In Méndez’s vampire films, the European vampire appears as a cultural outsider. Count Karol de Lavud (Germán Robles) arrives from Eastern Europe with crates of soil shipped from Hungary—an eccentricity treated as a rich man’s whim by local villagers. Marta González (Ariadne Welter) visits her uncle’s hacienda, where Dr. Enrique Saldívar (Abel Salazar) begins investigating strange occurrences that Marta’s aunt insists are the work of a vampire. Lavud’s claim to be asserting “the power and dominance of the House of Lavud” explicitly frames his presence as colonial and foreign.
The sequel, El ataúd del Vampiro, brings Lavud into an urban, contemporary environment by transporting his coffin to a modern hospital, where unscrupulous characters and scientific curiosity lead to his resurrection. Dr. Mendoza’s experiments and the accidental removal of the stake awaken Lavud, who then stalks hospital corridors and city streets. The hospital sequences—photographed in atmospheric low-key black and white—anticipate later “hospital horror” films and emphasize the unsettling contrast between modern institutions and ancient evil.
El ataúd del Vampiro (1958)
Scenes of Lavud stalking a late-night café patron or hiding in a theatre’s rafters use dramatic backlighting and shadow to convey menace, echoing techniques used in later urban thrillers. The films also foreground the isolation of their protagonists: Saldívar and Marta face disbelief from authorities, leaving them to confront the vampire alone. These interactions—often darkly comic—underscore how modern institutions dismiss or misunderstand folkloric threats even as those threats adapt to contemporary settings.
By placing a European vampire in Mexican landscapes and cityscapes, Méndez and his contemporaries explore anxieties about outsiders, colonial legacies and cultural exchange.

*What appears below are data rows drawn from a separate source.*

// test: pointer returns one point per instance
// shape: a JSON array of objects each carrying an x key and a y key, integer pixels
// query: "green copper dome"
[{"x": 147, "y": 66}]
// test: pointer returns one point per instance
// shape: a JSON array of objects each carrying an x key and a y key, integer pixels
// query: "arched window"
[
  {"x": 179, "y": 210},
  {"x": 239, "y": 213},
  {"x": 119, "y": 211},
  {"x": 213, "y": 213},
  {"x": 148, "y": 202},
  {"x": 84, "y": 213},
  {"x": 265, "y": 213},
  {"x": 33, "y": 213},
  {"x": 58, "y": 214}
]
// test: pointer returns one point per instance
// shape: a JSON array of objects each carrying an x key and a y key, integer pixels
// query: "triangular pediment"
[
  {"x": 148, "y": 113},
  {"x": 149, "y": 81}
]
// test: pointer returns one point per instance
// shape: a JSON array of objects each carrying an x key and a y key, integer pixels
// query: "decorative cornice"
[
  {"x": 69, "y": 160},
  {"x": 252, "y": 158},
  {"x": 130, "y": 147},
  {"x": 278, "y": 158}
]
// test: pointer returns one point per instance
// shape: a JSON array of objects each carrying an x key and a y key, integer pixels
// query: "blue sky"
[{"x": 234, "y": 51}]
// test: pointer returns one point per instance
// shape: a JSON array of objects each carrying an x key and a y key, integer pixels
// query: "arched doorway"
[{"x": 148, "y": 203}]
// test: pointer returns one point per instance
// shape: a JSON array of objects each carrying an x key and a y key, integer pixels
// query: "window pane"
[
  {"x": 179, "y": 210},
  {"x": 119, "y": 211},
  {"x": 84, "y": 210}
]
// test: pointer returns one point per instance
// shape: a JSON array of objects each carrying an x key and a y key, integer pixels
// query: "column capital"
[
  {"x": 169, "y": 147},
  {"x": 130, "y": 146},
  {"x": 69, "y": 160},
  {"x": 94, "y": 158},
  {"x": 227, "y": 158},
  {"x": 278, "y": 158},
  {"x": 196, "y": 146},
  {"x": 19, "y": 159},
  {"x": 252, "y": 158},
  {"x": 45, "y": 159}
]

The vampire’s visual codes (cloak, aristocratic dress) clash with Mexican architecture and folklore, yet European vampire stories themselves were shaped by encounters with the Americas—vampire bats and reports from travel narratives became woven into European myths. In this sense, Mexican vampire films reclaim elements of the myth that have roots in the Americas.

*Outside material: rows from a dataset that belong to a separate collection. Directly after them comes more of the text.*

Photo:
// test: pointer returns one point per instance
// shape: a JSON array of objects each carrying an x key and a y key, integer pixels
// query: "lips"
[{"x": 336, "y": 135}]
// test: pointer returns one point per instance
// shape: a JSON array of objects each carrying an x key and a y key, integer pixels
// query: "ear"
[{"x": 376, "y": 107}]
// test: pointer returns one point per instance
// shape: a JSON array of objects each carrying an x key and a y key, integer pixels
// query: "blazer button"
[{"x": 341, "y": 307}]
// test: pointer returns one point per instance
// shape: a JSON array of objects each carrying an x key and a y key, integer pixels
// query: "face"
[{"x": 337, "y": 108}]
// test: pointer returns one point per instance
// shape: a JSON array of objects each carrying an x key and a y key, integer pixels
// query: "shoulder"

Mid-century Mexico also produced influential literary works that resonated with filmmakers. Juan Rulfo’s 1955 novella “Pedro Páramo,” with its ghostly town of Comala and blurred line between the living and the dead, anticipated the fusion of the ordinary and the supernatural that characterizes much of Mexican Gothic cinema. Filmmakers of the era—like Méndez, Urueta and Baledón—used folklore, colonial memory and modern anxieties to craft distinctive horror films that stood alongside European and British Gothic cinema while offering a uniquely Mexican perspective.
These films—black-and-white, often surreal and politically resonant—demonstrate how transnational myths can be adapted and localized. By combining European Gothic motifs with local legends and histories, Mexico’s late-1950s and early-1960s horror cinema interrogated the past and examined how its violences persisted into the present.